大人の香り

 自宅の居間の、オーディオ装置をすえた棚の一角にチメルフのプードルを置いている。

 それはリアルな姿をしているわけではなく、目も鼻もない抽象化された表現なのに、誰が見ても一目でプードルと分かる形をしている。

 わずかに角度を変えて開いた前脚は優美な長さを、左右の脚を一体に表現した後脚は豊かなボリュームを感じさせる。直線的な背中の線に対してほとんど垂直に、長い首がすらりと伸びている。その首から前脚へかけての長い湾曲と、背骨の直線、前脚から腹部を通って後脚にいたる崩れた台形のような曲線の組み合わせが、なんとも優雅な調和を見せている。

 色使いは単純だ。黒い全身に、首輪の部分だけわずかに金。全身にかけられた黒釉を針で引っ掻き、真っ黒い顔と尾を除いて白い地肌が網の目状に見えている。

 そんなふうに抽象かつ単純化され、かといって極端には走らない品のよさを見るたびに思う。最近のこの国を覆っているお子さま文化とはまったく別の、これは大人の文化だな、と。

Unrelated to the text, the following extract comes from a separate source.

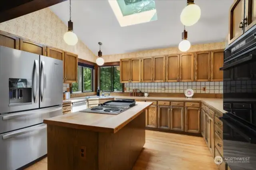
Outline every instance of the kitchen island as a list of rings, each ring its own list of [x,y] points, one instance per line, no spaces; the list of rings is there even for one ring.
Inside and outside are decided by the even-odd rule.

 チメルフのフィギュアは、そのほとんどが1950年代から60年代前半にかけてポーランドでデザインされている。プードルもそのひとつ。そのことを知ったとき、「1950年代・ポーランド・大人の文化」というキーワードで思い出したものがある。高校時代に見た映画『夜行列車』のことだ。

 なにかから逃げてきた中年男と、追いすがる若い男から逃れようとしている女が偶然、夜行列車の同じコンパートメントに乗り合わせる。物語のほとんどが1本の列車のなかで展開し、背後にはジャズが流れる。不安と孤独を内に秘めた男と女が一晩だけ同じコンパートメントで交錯するミステリアスなその作品は、高校生が初めて接した大人の香りのする映画だった。

 この映画がつくられた1950年代、ポーランドは社会主義国だったけれど、その底に社会主義イデオロギーで覆いつくせないヨーロッパの成熟した大人の文化が流れているのが高校生の身にも感じられた。

 これには社会的な背景がある。ポーランドでは1955年にゴムルカ政権が誕生し、「雪解け」と呼ばれる政策が採用されて国内の統制がゆるんだ。その結果、公式的な「社会主義リアリズム」にとらわれない、それまで地下に伏流していたさまざまな文化がいっせいに花開いたのだ。

 映画では『影』『地下水道』『灰とダイヤモンド』といった映画史に残る傑作が生まれた。ジャズが盛んになり、『夜行列車』でクールな演奏を披露したグループはアメリカのニューポート・ジャズ・フェスティバルに出演した。小説でも、異端作家の幻想的な文学の出版が許されるようになった。

 キュビズムの流れを汲む抽象・単純のチメルフの動物たちがつくられたのも、そんな伸び伸びした時代の空気あってのことだったにちがいない。有名無名のデザイナーや職人たちが競ってつくりだした数々のチメルフからは、自由と活気に満ちた時代のふくよかな香りをかぐことができる。

 それらは半世紀を経た今も、生き生きとした命を保っている。